生活道路の法定速度が時速60キロから30キロに引き下げられて、9月7日で1週間です。
車の速度に変化はあるのか。
また法改正についての理解はどこまで広がっているのでしょうか。
車が走行中、子どもが飛び出してきます。
幸い、事故にはなりませんでしたが、こうした危険が多いのが生活道路です。
札幌市中央区の二条小学校の前です。
道路に中央線や中央分離帯がなく幅が5.5メートル未満のものを「生活道路」といいます。
「こちらの道路は二条小学校の通学路になってはいるんですけれど、歩道が幅1メートルほどということで30キロ以上スピードを出してしまうとかなり危険なように感じられます」(渡部健太記者)
道交法の改正で9月1日から生活道路の法定速度が時速60キロから30キロに引き下げられました。
車の速度に変化はあるのか、スピードガンで測ってみます。
「今の車は50キロ近く、減速しないまま交差点に入っていったのでかなり危険だと思われます」(渡部記者)
約30分間、スピードガンで計測したところ車両116台のうち13台が30キロ台で走行。
二輪車を含めて3台が40キロ以上で走行していました。
これまで生活道路で認められていた時速60キロを出すと違反点数は6点。
つまり前科がなくてもすぐに免許停止になります。
法定速度の引き下げにはどのような狙いがあるのでしょうか?
「時速30キロを超えると車と歩行者の交通事故での致死率が急激に高まる」
「法定速度を引き下げることで、大きなケガにつながりにくいのが一番の狙い」(いずれも道警本部 交通規制課 川上拓調査官)
札幌市北区の新琴似北小学校です。
登校や下校の時間には多くの子どもたちが歩道を歩いていきます。
学校前の道路には時速30キロの道路標識が設置されていますが…
「小学校の前にあるこちらの生活道路は交通量の多い道路への抜け道として使われることが多いそうです」(渡部記者)

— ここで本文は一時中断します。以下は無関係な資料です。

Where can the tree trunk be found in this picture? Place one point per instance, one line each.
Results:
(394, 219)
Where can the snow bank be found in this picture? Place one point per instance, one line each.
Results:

抜け道としてこの道路を使う車のスピードが速いため、地域の住民が警察に取り締まりを要請しているといいます。
小学校でも子どもたちの安全を心配していました。
「一時停止標識がなく(車が)止まらずに出てきてしまったら…」(新琴似北小学校 西村義仁教頭)
交差点の近くに住む人にも話を聞くと…
「一度ここで向かいに住む子どもが車と事故を起こしたことがある」
「看板もないし30キロ道路標識を地面に書くぐらいしてほしい。子どもが多いから」
「『止まれ』(の標識)も何もない所だから、速度を出すと事故につながる可能性は大いにある。子どもの自転車が一番危ないと思う」(いずれも近くの住民)
自宅に近い生活道路で事故が起きないか、心配している人は少なくない印象です。
「(家の近くで)大きな音立てて走る若者も(いる)。子どもたちが飛び出すのはすごく気になる。児童会館がすぐそばにあるので」(札幌市民)
生活道路の法定速度が30キロに引き下げられて1週間。
理解は広がっているのでしょうか。
「制限速度内でも『急いで』と言う人はいる。そういうときに困る」
「お客様が目的地に早くたどり着けないこともあるが、なるべく説明をして理解してもらって乗務するしかない」(いずれもタクシー運転手)
また冬道を心配する声も聞かれました。
「冬場になって40キロで惰性ついて坂道上がれるところ、30キロになったおかげで上がれない車というのが出てくる可能性があるんじゃないかな」(タクシー運転手)
道警は生活道路での「30キロ」制限について、まずは啓発活動に力を入れたいとしています。
「いつ飛び出しがあるかもしれないということで、いつでもブレーキを踏んで止まれるという意識で運転していただくようお願いします」(道警本部交通規制課 川上拓調査官)
生活道路の法定速度が時速30キロに引き下げられました。
変更を知らないドライバーも多く、注意が必要です。
あらためて、生活道路とはどのような道路が該当するのでしょうか。
道内の一般道全体の約5割を占める「道幅5.5メートル未満の道路」など、中央線や中央分離帯がなく、最高速度の標識も設置されていない道路が対象となります。
道警の交通企画課によりますと、2021年からの5年間に起きた車と歩行者または自転車との事故では、幅5.5メートル以上の幹線道路などでの事故が全体の26.7%だったのに対し、生活道路を含む幅5.5メートル未満の道路では35.8%に上っています。
生活道路では、ドライバーが速度を落として慎重に運転するのはもちろんのこと、歩行者や自転車も周囲の安全を確認するなど、一人ひとりが意識を高めることが求められます。